Natosha London agreed in her comment on the petition.
“I agree that there aren’t many African American males in the counseling department, and they are needed,” she said. “Young African American men need to see more people like them in their school and in a position to help them grow and prepare for the real world.”
DuBose said in a phone interview on June 11 that the number of signatures and the outpouring of support was a surprise to him.
“I’ve had a wonderful time in the district. It’s been a great experience,” he said.
While he was surprised when he found out his contract wasn’t going to be renewed, DuBose said he wasn’t planning on fighting the decision. He does, however, hope he can keep his position with the advent of the petition.

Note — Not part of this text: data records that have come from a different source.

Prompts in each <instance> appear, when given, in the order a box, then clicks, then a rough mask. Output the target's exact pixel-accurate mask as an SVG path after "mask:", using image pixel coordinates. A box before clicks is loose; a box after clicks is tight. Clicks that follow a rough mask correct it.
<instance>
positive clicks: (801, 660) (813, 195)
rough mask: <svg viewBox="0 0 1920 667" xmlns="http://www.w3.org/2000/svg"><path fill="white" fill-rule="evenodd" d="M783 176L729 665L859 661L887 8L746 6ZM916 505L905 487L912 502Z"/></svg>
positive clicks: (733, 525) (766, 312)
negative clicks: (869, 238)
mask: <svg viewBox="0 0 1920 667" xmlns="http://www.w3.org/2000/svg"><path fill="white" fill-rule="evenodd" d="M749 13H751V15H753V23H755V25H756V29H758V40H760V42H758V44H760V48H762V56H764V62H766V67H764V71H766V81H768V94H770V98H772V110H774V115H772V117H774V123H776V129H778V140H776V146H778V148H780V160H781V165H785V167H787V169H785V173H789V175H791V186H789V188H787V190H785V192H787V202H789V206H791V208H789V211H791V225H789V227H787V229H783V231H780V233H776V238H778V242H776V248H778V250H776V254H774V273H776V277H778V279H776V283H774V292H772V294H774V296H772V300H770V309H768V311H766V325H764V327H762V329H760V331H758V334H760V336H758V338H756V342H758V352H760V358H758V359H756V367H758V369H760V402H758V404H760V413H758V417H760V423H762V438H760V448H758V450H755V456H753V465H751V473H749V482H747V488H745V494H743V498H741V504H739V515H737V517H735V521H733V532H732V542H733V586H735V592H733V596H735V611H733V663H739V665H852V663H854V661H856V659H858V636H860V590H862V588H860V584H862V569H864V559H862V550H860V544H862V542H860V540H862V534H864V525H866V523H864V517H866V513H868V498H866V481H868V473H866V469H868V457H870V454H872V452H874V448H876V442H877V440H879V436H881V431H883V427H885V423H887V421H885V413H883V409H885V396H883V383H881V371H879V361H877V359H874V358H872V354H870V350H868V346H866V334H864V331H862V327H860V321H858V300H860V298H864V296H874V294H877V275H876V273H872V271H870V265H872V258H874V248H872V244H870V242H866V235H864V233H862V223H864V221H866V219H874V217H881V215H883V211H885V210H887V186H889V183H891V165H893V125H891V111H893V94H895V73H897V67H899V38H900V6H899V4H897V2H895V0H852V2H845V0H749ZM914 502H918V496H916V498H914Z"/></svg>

“As the only African American male, I realize my absence will be a loss to the students,” DuBose said. “But I think it’ll have an effect on my legacy, that I’m a good person and I had a good influence on the school.”
According to Cascone, reducing staff is one of the most difficult and frustrating responsibilities of a superintendent.
“I am absolutely committed to building a diverse staff that reflects a commitment to high ideals, excellence in student achievement and a reflection of our student body. I welcome this responsibility and expect my performance to be so measured,” he said. “I am hopeful that the measurement of that performance will include more than a first year and the occurrence of an economic downturn.”
Bazan said DuBose has been more effective for her son in his one year at WOHS than other counselors have been in the past, whether at Redwood Elementary School, Edison Middle School or Liberty Middle School.
“Yes, he was the last in, but look at the impact he’s had this year,” she said. “Students need people to turn to. Their go-to is their guidance counselor. We have someone who is truly an asset to these kids. That speaks volumes. It’s important for people to engage with black people in authority, especially black males, to dispel negative associations about black people. You have someone here who can cut through all of that.”